In three months’ time Britain will be marking its first ever National Album Day.
The event on 13 October, which is backed by BBC Music, will “celebrate all aspects of the UK’s love of the album”.
It’ll come at the end of a week of gigs, programmes and listening parties across the country.
Fans, artists and industry experts have marked the announcement by explaining why “the album needs protecting”.
For Phil Barton, the owner of London record shop Sister Ray, there’s one very obvious reason why albums are a big part of his life.
“Without the album, we wouldn’t exist,” he says.
“That’s what we do, we sell records.”
Although admitting “it’s a good time for us” in terms of physical album sales, Phil suggests changes in the way people listen to through things like streaming platforms has had an impact on how some artists approach making albums.
“If you deconstructed certain albums coming out now – I’m pretty sure you’d just get a collection of songs that happen to be on an album.
“But take it back a little bit and I think artists were specifically making albums to be a body of work.”
“I might be being harsh but I think the album needs protecting by artists. You shouldn’t be dashing off a load of tracks, you should be writing an album.
“The new Arctic Monkeys album for example… love it or loathe it they’ve gone in with a very clear vision of how that album will sound.

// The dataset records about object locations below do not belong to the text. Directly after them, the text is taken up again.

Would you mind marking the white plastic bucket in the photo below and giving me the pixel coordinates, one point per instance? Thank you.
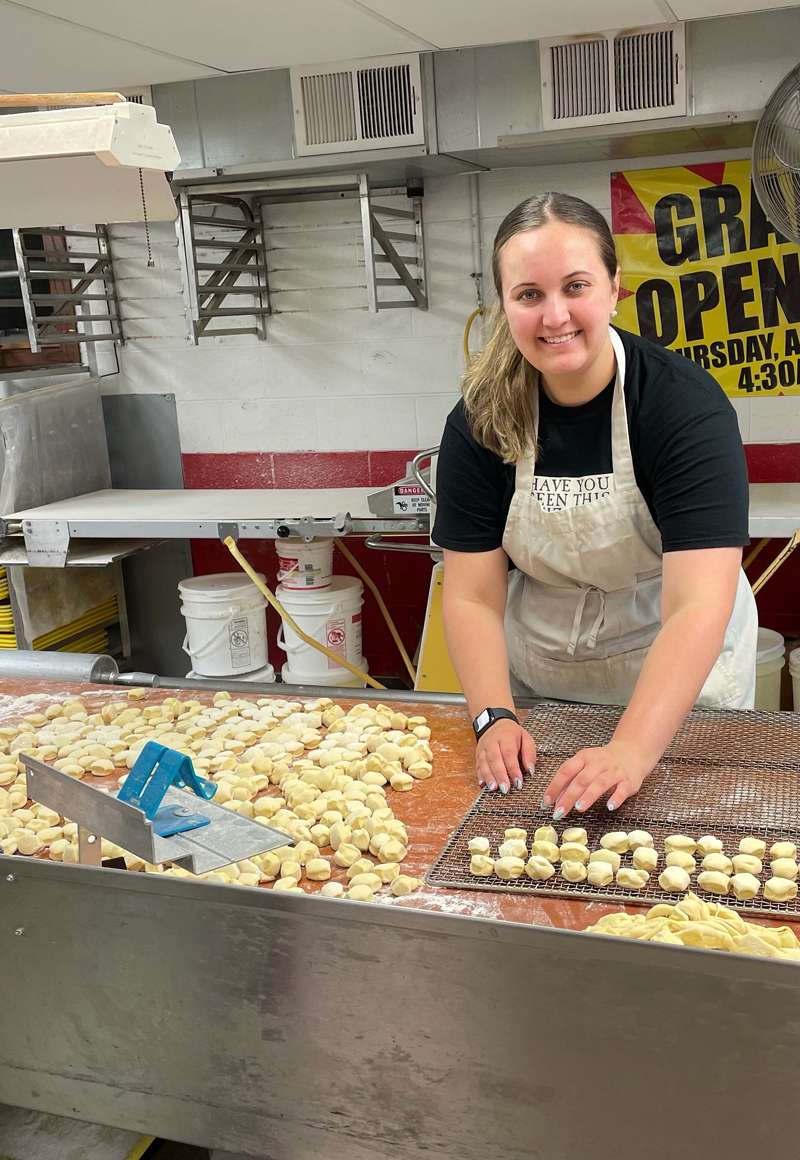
(769, 664)
(331, 616)
(226, 625)
(794, 669)
(305, 565)
(340, 678)
(260, 676)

“That is, for that particular place in time, what they came up with and that’s continuing the tradition of making an album.”
Heather Baron-Gracie from Pale Waves says her band has “put so much work into our album over the last couple of years”.
She adds: “Realising albums is really important to us because it’s what artists leave behind – it’s something that will exist forever.
“I’ve always loved albums as a format. You really get to see the depths of an artist’s mind and their music… They take you on a journey and I love that.”
Emma, who’s a music fan from Chicago, stopped off during a record shop visit in London to tell Newsbeat about how the albums her favourite artists make have a lasting impression on her.
“If I’m getting an album physically – it’s something that has meant something to me for a long time.
“I really love St Vincent.
“She always comes up with a different persona for each album and all the songs are stringed together with that. It’s a whole story.”
She says she does “hop around” listening to singles on Spotify “a lot” but when an act she’s a fan of puts out an album she’ll listen to the whole thing.
“If a band is just known for a couple of singles they’ve put out they’re kind of a rubbish band – it shows your craft and skill if you can put out a bunch of songs that work together.
“It’s sad if a band is just propping up a hit.”
Blossoms frontman Tom Ogden thinks fans, as well as musicians, being “so consumed by Spotify playlists” is changing some people’s outlook on albums.
“It’s not on everyone’s radar to listen to a full album.
“Some acts, if they’ve got a big tune, they might force-release an album just put it out knowing people will go there for the single.”
He adds: “As a band you want the whole package.
“We’ll think about the artwork and everything that goes with the lyrics and all the information inside the album as well.”
“Albums are still very, very important – they’re the focal point of everything we do.
“It’s what you’re judged on at the end of your career, or even during it.”